Burkina Faso : les motos mio autorisées sur les pistes cyclables, une décision controversée
Au Burkina Faso, une nouvelle mesure autorisant les motos de type mio à emprunter les pistes réservées aux vélos suscite des réactions contrastées. Si certains y voient une avancée pour fluidifier la circulation, d’autres redoutent des risques accrus pour la sécurité.
« Je trouve cela tout à fait normal, car la circulation est déjà régie par des règles. Si l’on décide que les mio rejoignent les petites motos sur cette voie, cela me semble cohérent », explique ben ouattara, livreur à Ouagadougou.
Les mio, ces deux-roues compacts et légers, sont très prisés dans les déplacements urbains pour leur faible coût d’entretien. Les autorités justifient cette réforme par la nécessité de décongestionner les axes principaux, de plus en plus saturés. En redirigeant une partie des motos vers les pistes cyclables, l’objectif est d’alléger le trafic et de favoriser une meilleure cohabitation entre usagers.
« Ils ont sans doute voulu protéger la population avec cette mesure. Mais il aurait peut-être mieux valu ne rien changer. La piste cyclable est étroite, et si on y concentre toutes les motos, la circulation risque d’être bloquée. Nous verrons bien ce que cela donnera », confie sirina ouédraogo, une habitante de la capitale.

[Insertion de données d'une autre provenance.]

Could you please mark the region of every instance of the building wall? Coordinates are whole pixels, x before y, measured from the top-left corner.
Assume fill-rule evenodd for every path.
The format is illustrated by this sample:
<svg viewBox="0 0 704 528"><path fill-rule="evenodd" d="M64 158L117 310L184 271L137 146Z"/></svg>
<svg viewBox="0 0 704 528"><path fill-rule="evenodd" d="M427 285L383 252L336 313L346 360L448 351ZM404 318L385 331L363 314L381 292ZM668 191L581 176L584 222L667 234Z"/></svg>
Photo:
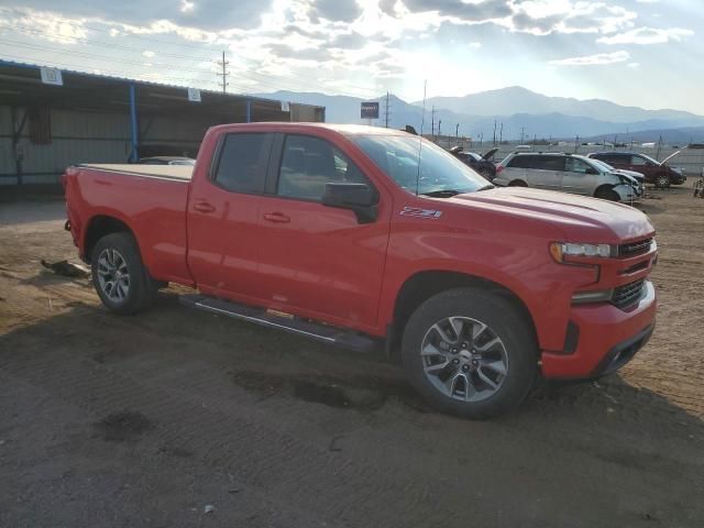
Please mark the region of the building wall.
<svg viewBox="0 0 704 528"><path fill-rule="evenodd" d="M18 121L22 120L24 112L24 108L16 110ZM183 148L196 155L208 124L206 119L185 121L143 117L140 120L140 129L144 132L142 145L167 144L179 153ZM125 163L132 152L129 116L52 109L51 130L51 143L34 144L30 139L29 121L25 123L18 145L23 152L22 184L55 184L70 165ZM15 184L11 110L0 107L0 185Z"/></svg>

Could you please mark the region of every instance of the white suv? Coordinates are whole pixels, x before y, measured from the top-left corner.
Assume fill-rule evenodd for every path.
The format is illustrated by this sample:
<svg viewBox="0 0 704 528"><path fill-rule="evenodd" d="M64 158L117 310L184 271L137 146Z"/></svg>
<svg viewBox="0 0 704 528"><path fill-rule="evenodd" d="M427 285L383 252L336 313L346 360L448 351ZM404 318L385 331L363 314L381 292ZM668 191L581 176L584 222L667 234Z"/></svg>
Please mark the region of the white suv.
<svg viewBox="0 0 704 528"><path fill-rule="evenodd" d="M632 176L610 170L585 156L561 153L514 152L498 164L492 182L612 201L634 202L644 195L642 183Z"/></svg>

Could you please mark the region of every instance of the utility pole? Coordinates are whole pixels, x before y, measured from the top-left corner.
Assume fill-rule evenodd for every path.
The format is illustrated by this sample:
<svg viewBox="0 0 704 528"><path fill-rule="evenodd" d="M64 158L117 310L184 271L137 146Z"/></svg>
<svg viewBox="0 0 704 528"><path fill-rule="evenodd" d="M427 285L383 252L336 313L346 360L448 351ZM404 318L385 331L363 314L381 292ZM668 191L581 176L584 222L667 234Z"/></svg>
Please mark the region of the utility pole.
<svg viewBox="0 0 704 528"><path fill-rule="evenodd" d="M430 135L433 139L436 136L436 107L432 107L432 110L430 110Z"/></svg>
<svg viewBox="0 0 704 528"><path fill-rule="evenodd" d="M386 108L384 111L384 127L388 129L388 91L386 92Z"/></svg>
<svg viewBox="0 0 704 528"><path fill-rule="evenodd" d="M218 75L222 76L222 80L219 82L219 85L222 87L222 94L227 94L228 91L228 75L230 75L230 72L228 70L228 64L230 64L229 61L224 59L224 51L222 52L222 61L218 61L218 66L220 66L222 68L222 72Z"/></svg>

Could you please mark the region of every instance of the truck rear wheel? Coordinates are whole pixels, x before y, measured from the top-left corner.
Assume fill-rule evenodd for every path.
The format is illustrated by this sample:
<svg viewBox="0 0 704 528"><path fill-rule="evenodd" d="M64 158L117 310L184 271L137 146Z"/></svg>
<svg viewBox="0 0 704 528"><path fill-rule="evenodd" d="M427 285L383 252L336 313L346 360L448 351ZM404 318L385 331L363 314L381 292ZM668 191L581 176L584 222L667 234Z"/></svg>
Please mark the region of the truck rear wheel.
<svg viewBox="0 0 704 528"><path fill-rule="evenodd" d="M140 250L130 233L111 233L98 241L90 258L92 284L102 304L116 314L145 309L156 298Z"/></svg>
<svg viewBox="0 0 704 528"><path fill-rule="evenodd" d="M458 288L426 300L402 343L406 374L438 410L482 419L520 404L538 372L532 331L506 299Z"/></svg>

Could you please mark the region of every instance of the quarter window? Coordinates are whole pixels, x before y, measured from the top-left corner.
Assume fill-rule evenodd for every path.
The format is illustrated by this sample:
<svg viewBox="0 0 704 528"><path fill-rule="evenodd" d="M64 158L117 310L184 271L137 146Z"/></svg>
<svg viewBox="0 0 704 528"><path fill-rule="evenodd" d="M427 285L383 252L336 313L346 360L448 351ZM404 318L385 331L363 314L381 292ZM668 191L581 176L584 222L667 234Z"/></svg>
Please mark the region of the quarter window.
<svg viewBox="0 0 704 528"><path fill-rule="evenodd" d="M584 163L582 160L578 160L574 157L568 157L564 160L564 169L568 173L586 173L586 169L590 168L590 166Z"/></svg>
<svg viewBox="0 0 704 528"><path fill-rule="evenodd" d="M215 182L233 193L263 193L268 138L267 134L228 134Z"/></svg>
<svg viewBox="0 0 704 528"><path fill-rule="evenodd" d="M536 156L531 168L539 170L564 170L564 158L560 156Z"/></svg>

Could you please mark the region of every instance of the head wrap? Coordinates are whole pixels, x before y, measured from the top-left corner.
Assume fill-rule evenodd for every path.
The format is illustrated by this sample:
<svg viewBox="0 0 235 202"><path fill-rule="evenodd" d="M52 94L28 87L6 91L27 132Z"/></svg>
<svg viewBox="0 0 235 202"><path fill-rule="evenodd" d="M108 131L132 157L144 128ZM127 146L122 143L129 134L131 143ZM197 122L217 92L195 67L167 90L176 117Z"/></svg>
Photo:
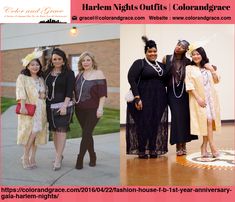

De nombreux burkinabè estiment toutefois que cette seule décision ne résoudra pas durablement les embouteillages. Avec le nombre croissant de deux-roues en circulation, des solutions plus globales sont nécessaires pour repenser la mobilité urbaine.
« Sur la piste cyclable, on est plus prudent, car on se sent plus à l’étroit. Cela incite à la retenue et pourrait réduire les accidents », se réjouit abdoulaye mané, un autre usager.
« Beaucoup de gens ignorent les règles de conduite. Parfois, des femmes roulent à gauche alors qu’elles veulent aller à droite. Mon conseil : évitez la vitesse. Si certains choisissent la piste cyclable, c’est souvent pour pouvoir accélérer », déplore sergène yabré, une conductrice.
Par ailleurs, plusieurs voix s’élèvent pour réclamer un élargissement des pistes cyclables. Ces infrastructures, conçues à l’origine pour les vélos, devraient être adaptées pour accueillir davantage de deux-roues motorisés en toute sécurité. Une modernisation qui pourrait contribuer à une meilleure organisation du trafic et, à terme, à une lutte plus efficace contre les embouteillages urbains.